Marine Combat Shirt Enhancement to Hit the Hills



The Marine Corps was the first in the game to recognize the advantages of fire resistant uniforms for its front-line grunts. Back in 2005 and 2006, Marine field commanders began issuing their grunts in Iraq flight suits to help them survive the flash burns of a roadside bomb. That gave way to the Fire Resistant Organizational Gear initiative, which developed specific uniform items for the grunt that went beyond the 70 percent solution of the (expensive) Nomex flight suit.

Building on that theme, the Marine Corps is set to field a new Inclement Weather Combat Shirt that helps leathernecks keep warm in cooler fighting seasons. According to Marine Corps Systems Command, the IWCS: a pullover shirt that provides protection from flame threats (FR protection) as well as protection from cold and wet weather, from wind and water. Produced in Desert MARPAT, the IWCS provides flame resistance, water resistance, wind resistance, has breathability and is compatible with all other currently fielded Personal Protective Equipment (PPE). It is designed to be worn over the Combat Shirt and under the currently fielded Marine Corps body armor systems.

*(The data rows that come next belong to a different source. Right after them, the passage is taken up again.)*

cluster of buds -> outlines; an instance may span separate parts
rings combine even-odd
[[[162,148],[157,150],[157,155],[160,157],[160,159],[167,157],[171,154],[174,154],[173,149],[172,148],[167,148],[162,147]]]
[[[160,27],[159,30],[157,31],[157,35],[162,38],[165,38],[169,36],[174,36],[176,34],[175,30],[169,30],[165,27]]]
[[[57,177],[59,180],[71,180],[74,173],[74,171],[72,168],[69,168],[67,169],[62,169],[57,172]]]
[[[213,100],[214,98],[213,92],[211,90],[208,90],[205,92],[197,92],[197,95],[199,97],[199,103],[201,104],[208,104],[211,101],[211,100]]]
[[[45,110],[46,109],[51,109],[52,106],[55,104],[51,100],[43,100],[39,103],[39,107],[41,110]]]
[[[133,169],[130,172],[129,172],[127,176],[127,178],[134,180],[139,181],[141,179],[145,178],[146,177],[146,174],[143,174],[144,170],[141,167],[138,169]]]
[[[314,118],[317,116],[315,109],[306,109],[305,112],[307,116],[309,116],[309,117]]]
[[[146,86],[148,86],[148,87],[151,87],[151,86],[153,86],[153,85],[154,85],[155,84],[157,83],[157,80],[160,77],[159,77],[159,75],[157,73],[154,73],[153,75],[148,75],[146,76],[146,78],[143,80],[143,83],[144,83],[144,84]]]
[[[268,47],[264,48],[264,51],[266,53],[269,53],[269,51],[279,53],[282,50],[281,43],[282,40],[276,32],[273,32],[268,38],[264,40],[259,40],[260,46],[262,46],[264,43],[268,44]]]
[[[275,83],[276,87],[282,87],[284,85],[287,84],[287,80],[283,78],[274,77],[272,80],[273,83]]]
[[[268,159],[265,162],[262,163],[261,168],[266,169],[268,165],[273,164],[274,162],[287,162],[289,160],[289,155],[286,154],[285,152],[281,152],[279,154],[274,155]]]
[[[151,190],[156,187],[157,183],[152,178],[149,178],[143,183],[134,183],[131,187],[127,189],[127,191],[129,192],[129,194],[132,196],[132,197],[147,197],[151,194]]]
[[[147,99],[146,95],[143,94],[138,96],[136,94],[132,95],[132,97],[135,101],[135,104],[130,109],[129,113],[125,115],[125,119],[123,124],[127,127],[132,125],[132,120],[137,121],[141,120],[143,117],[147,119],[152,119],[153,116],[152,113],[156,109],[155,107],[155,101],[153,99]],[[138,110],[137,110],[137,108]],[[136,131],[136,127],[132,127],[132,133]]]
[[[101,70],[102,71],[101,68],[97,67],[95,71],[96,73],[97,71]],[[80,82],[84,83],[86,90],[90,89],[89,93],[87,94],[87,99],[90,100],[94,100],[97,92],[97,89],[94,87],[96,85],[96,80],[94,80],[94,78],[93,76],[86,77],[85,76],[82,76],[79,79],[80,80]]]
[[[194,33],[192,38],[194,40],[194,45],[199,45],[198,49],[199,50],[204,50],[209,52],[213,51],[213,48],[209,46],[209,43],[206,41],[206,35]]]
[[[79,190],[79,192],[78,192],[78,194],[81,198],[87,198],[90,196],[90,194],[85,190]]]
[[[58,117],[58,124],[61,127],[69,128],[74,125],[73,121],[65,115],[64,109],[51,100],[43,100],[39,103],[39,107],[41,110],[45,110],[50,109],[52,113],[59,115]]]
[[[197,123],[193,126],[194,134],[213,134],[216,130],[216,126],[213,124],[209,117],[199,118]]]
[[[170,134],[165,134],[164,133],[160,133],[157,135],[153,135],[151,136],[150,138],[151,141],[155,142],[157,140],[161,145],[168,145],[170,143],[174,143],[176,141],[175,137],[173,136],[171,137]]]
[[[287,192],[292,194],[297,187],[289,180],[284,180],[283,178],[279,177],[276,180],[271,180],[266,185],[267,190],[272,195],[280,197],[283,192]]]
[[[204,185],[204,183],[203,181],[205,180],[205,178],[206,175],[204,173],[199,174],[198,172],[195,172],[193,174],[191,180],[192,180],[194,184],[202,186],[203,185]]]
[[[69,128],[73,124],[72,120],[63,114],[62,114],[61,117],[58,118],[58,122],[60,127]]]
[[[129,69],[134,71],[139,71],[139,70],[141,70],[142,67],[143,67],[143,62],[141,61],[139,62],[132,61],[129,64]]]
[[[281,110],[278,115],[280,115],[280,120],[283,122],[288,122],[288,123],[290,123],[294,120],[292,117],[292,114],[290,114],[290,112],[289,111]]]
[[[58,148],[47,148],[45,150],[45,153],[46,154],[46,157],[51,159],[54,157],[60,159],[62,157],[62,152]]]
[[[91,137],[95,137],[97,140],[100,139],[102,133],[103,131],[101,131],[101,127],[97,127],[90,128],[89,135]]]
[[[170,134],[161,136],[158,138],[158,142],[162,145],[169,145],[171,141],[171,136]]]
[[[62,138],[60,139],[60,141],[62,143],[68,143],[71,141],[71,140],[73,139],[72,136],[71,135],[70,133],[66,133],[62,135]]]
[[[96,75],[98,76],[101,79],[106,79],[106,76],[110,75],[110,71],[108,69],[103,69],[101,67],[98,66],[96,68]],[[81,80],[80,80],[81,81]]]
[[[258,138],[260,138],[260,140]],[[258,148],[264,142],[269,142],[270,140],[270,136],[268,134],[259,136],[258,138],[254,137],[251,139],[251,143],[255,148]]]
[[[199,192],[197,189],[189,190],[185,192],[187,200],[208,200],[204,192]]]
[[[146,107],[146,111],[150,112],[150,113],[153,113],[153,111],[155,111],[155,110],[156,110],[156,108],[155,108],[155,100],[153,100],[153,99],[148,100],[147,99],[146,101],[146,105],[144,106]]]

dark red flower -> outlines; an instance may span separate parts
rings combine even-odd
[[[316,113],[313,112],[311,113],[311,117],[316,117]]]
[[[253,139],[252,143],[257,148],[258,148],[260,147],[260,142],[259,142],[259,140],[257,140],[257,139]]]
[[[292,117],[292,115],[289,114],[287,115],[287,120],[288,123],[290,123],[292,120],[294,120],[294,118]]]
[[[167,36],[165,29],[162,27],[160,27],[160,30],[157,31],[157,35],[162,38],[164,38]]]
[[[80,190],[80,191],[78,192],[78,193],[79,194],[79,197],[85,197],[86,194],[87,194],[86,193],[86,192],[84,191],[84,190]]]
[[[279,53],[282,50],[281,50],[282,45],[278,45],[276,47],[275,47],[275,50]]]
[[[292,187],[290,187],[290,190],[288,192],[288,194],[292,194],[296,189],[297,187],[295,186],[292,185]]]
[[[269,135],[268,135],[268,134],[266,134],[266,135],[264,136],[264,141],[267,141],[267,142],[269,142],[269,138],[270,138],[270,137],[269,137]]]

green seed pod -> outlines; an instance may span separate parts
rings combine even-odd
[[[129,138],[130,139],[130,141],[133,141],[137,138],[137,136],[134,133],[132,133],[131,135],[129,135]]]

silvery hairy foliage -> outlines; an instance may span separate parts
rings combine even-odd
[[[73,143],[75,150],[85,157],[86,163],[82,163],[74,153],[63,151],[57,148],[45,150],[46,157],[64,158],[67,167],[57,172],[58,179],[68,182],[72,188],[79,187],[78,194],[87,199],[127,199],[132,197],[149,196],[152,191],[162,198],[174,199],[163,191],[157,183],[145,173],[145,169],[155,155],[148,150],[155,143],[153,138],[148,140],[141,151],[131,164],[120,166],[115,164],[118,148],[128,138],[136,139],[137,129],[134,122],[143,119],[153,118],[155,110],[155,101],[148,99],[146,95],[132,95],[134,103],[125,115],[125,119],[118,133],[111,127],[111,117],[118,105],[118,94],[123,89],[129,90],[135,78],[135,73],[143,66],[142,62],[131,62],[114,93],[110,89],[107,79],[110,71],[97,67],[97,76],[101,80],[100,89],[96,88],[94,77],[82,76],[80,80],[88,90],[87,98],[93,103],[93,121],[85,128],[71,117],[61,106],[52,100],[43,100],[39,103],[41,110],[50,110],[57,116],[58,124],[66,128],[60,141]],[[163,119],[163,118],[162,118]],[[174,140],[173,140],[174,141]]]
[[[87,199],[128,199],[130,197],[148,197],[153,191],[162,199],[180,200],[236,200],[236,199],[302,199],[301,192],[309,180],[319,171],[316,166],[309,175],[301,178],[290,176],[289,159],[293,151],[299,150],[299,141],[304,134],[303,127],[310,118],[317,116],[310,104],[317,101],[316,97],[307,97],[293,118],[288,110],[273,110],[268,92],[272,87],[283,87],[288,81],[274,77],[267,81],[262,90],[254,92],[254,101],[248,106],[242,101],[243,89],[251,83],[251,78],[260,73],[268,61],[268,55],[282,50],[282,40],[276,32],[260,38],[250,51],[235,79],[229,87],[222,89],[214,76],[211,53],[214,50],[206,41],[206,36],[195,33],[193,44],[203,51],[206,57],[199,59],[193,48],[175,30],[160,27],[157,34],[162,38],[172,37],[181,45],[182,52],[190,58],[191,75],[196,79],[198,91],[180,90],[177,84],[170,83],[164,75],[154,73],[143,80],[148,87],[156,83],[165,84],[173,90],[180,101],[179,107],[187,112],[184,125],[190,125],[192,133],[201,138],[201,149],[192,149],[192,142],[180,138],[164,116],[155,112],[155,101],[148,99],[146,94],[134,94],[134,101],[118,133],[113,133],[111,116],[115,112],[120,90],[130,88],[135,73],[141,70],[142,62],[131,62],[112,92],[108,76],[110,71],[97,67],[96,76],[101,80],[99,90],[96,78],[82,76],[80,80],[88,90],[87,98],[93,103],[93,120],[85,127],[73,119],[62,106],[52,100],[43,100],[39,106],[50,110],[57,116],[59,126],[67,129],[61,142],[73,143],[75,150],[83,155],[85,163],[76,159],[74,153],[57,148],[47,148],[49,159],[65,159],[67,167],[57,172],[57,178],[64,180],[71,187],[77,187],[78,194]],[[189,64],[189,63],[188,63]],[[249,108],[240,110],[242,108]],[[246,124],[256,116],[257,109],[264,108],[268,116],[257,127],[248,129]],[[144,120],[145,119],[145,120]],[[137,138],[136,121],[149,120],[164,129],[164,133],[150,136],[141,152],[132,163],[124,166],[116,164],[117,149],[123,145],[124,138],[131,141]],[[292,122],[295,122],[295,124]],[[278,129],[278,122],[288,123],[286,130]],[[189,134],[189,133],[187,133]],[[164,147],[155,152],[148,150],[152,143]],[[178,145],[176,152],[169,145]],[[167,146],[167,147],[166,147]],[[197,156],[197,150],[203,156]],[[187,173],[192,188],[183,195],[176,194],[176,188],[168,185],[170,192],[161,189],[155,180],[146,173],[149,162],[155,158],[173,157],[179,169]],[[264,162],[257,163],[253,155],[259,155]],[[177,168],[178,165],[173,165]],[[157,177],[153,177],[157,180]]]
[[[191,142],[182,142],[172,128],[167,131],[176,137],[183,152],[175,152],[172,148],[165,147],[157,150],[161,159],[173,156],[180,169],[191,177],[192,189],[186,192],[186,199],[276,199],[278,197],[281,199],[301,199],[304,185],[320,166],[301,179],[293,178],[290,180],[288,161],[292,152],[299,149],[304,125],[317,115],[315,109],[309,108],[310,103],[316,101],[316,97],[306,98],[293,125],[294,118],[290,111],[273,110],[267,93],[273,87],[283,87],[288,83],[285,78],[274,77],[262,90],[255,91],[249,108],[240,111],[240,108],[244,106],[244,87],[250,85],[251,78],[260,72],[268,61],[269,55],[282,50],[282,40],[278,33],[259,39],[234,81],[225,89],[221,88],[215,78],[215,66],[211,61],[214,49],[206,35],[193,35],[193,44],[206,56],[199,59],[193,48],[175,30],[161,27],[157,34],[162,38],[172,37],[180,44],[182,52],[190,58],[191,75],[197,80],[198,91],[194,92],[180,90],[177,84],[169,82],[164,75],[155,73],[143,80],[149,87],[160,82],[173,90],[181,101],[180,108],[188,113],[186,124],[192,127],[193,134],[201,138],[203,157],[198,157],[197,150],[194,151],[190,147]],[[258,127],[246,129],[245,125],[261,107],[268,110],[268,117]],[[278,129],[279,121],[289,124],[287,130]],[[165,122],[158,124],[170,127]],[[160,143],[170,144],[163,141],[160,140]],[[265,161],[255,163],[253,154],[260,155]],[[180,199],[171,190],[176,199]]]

While not providing specifics on the materials, from the photo they sent me and the description of the shirt, it looks like the sleeves at least are made of a softshell material that resists moisture and wind, but isn't wind proof or waterproof. This is a perfect mix for high aerobic pursuits like, say, combat...


What's interesting is this also seems to edge out the utility of the Combat Desert Jacket the Corps developed with some difficulty back in '06 (the original manufacturer got the colors wrong). For the fighting Devil Dog, the IWCS will likely be the go-to gear since it fits beneith the tactical vest or plate carrier. A very cool (warm) idea for the Corps as it sets up for the hard press in Afghanistan.

According to SysCom, the $172 jak-shirt will hit the streets within the next few months (3Q FY2010) and "we will be ensuring that sufficient quantities will be available for next winter for all Marines deploying to CENTCOM (end 2010/early 2011)," SysCom said.